Maryland Gov. Larry Hogan (R) on Monday invoked last week’s fatal shooting at a Southern Maryland high school as he pushed state lawmakers to pass school safety bills before the legislative session ends in two weeks.
Hogan has proposed allocating $125 million to pay for safety features in schools and $50 million annually for new school safety grants, which could be used for school resource officers and counselors. A package of school safety bills, including the measures put forward by Hogan, is being considered by the state Senate and, if approved, would next go to the House of Delegates.
“Classrooms should never be places of fear for our children,” Hogan said during a news conference in Annapolis. “I am urging members of the House and Senate on both sides of the aisle to come together on this issue. The time to make our schools safer is now.”
House Speaker Michael E. Busch (D-Anne Arundel) and Senate President Thomas V. Mike Miller Jr. (D-Calvert) have each said they are committed to passing a comprehensive package to improve school safety. Miller said last week that the Senate has been working on legislation since before the shooting at Great Mills High School.
Just before classes began on March 20, authorities said a student at the school opened fire in a hallway, fatally wounding 16-year-old Jaelynn Willey. Authorities on Monday said the 17-year-old gunman then shot himself during a confrontation with an armed school resource officer.
Sen. Stephen M. Waugh (R-Calvert), whose district includes the school, drafted legislation aimed at preventing attacks through up-to-date background checks, anticipating threats with assessment teams, stationing armed school resource officers at schools and securing classroom doors.

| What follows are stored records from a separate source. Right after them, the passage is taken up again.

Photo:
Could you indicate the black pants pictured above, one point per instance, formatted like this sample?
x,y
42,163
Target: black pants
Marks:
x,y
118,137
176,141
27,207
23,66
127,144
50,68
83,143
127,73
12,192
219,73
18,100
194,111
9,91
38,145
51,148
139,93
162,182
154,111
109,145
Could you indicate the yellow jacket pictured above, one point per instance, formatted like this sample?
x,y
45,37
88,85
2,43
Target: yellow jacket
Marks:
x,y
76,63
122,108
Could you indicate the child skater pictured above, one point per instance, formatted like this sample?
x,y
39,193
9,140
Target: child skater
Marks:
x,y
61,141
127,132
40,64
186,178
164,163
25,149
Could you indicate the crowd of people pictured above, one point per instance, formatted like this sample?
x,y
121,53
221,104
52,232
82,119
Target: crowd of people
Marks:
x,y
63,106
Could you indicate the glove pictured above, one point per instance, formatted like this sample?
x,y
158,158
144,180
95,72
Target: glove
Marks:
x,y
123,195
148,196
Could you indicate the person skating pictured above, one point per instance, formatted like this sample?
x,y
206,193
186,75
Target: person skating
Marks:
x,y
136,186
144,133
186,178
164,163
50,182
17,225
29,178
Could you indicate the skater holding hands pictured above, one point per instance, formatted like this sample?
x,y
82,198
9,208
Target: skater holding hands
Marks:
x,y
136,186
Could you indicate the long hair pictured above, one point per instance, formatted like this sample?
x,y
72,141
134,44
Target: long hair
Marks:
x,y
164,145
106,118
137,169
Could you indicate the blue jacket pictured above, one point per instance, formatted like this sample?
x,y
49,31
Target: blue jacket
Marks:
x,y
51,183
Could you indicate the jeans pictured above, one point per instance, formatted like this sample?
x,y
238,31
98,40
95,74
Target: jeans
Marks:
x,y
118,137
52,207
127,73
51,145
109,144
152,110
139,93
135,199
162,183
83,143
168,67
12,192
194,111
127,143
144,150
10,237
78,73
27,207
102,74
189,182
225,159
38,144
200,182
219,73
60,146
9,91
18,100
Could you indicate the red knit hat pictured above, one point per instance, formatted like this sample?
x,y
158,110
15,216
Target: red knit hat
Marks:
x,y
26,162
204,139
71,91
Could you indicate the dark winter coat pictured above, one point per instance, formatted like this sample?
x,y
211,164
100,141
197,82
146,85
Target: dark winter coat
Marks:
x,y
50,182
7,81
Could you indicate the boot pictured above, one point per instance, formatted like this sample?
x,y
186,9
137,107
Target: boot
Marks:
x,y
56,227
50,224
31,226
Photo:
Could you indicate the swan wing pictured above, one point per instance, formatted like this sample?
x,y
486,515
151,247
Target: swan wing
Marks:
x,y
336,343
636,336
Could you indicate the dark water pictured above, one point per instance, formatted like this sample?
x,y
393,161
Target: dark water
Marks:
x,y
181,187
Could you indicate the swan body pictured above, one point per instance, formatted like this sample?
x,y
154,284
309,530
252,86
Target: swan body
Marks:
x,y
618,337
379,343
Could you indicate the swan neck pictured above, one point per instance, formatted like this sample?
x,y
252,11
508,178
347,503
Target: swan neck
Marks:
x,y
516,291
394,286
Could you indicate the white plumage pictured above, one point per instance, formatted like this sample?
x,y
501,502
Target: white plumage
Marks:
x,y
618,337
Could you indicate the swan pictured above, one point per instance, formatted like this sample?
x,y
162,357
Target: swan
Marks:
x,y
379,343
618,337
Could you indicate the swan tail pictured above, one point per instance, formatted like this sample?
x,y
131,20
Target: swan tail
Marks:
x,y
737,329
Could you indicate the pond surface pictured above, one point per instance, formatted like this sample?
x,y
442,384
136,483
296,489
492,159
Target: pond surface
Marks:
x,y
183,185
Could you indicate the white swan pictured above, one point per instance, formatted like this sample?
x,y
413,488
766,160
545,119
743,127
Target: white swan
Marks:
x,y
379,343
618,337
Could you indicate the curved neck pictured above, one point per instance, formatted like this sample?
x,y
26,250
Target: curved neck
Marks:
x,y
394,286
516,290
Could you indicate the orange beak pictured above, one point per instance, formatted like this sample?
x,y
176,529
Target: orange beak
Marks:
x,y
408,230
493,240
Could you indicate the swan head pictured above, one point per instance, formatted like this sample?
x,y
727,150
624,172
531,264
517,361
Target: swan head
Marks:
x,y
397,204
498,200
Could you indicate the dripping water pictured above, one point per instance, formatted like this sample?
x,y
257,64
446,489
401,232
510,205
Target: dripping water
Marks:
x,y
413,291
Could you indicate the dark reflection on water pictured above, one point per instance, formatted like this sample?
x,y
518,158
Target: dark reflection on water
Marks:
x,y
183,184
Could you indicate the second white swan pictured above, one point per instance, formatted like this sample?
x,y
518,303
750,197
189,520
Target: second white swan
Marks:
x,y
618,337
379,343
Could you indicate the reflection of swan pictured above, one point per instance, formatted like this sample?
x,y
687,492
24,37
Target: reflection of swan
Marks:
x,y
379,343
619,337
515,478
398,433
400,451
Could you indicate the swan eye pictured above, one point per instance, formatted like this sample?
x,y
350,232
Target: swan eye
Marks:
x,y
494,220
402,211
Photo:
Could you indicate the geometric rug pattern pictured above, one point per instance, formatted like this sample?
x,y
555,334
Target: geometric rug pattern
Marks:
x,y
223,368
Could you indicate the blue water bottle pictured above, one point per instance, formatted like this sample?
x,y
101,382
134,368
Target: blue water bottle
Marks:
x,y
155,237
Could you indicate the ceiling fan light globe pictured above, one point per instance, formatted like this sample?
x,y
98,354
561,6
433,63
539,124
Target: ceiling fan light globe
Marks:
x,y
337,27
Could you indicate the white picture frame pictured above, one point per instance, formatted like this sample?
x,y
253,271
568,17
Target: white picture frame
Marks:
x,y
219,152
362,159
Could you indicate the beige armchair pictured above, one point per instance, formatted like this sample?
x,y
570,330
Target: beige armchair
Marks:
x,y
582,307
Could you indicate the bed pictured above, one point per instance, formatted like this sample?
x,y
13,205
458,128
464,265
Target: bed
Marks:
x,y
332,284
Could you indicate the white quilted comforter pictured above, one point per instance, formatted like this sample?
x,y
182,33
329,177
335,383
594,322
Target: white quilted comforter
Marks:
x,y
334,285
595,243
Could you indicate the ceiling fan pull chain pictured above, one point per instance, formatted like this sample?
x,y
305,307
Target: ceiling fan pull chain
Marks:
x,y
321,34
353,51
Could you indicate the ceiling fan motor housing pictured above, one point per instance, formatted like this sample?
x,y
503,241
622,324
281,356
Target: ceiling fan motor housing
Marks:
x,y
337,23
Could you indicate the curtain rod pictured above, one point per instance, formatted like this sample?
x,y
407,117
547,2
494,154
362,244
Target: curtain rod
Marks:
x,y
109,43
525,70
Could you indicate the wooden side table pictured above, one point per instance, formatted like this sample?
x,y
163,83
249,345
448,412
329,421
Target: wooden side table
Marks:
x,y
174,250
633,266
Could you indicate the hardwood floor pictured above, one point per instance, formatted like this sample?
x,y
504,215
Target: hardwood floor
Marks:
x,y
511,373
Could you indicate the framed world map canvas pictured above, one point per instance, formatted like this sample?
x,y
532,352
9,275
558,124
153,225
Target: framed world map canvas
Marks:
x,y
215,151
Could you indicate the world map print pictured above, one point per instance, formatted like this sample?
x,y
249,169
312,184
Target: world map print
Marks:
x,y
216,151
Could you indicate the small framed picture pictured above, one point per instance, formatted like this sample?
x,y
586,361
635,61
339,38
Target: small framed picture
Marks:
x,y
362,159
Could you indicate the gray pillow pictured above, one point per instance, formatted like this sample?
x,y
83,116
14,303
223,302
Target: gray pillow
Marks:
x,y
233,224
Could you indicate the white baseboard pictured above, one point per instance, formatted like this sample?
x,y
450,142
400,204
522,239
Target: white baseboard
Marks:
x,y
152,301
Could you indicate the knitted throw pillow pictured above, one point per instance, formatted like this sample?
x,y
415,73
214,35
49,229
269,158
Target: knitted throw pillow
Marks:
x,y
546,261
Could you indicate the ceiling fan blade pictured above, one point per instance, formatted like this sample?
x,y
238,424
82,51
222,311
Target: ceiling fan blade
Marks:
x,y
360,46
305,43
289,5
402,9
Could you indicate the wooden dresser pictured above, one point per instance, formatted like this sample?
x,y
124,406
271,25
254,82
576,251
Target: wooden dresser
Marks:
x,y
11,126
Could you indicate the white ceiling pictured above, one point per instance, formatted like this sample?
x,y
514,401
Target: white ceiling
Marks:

Waugh said the Great Mills shooting was “gut-wrenching” and lawmakers would be “derelict in our duty” if they did not act.
Miller said last week the Senate would consider Waugh’s bills, which have bipartisan support, and Hogan’s bill, which would require every jurisdiction in the state to perform safety assessments and create emergency plans for public schools. Alexandra Hughes, chief of staff to Busch, said Hogan’s legislation and the other school safety bills are under consideration by committees. The budget conference committee, made up of members of both chambers, agreed on Monday to put $41.6 million toward school safety programming and upgrades.
Hogan submitted a supplemental state budget last week that included $10 million for a grant to fund his school safety proposals.
Still, as he urged passage of his much larger school safety spending bill, Hogan said adding funding in the budget was “not enough.”
He also called on lawmakers to pass a wide-ranging bill intended to curb crime rates in Baltimore. The bill, which passed the Senate and will be taken up by the House Judiciary Committee Tuesday, has been criticized by civil rights advocates, defense lawyers and some legislators for its focus on tougher penalties. Hogan said Monday that ongoing violence in Baltimore — which saw 347 homicides last year — makes action necessary.
“There can be no more excuses,” he said.
Hogan also addressed soaring health-care premiums, noting he has worked closely with Democratic leaders in the Senate and House to find a solution. He said although much work remains to be done, he has been happy with the spirit of bipartisanship.
“Unlike the dysfunction that has become typical in Washington, here in Annapolis we have chosen a different path. We have consistently proven that we can come together.”
The House of Delegates on Monday approved a $44.5 billion budget — Maryland’s fourth consecutive balanced budget with no tax increases. In a conference committee this week, members of the House and Senate will negotiate over minor differences in their respective spending plans.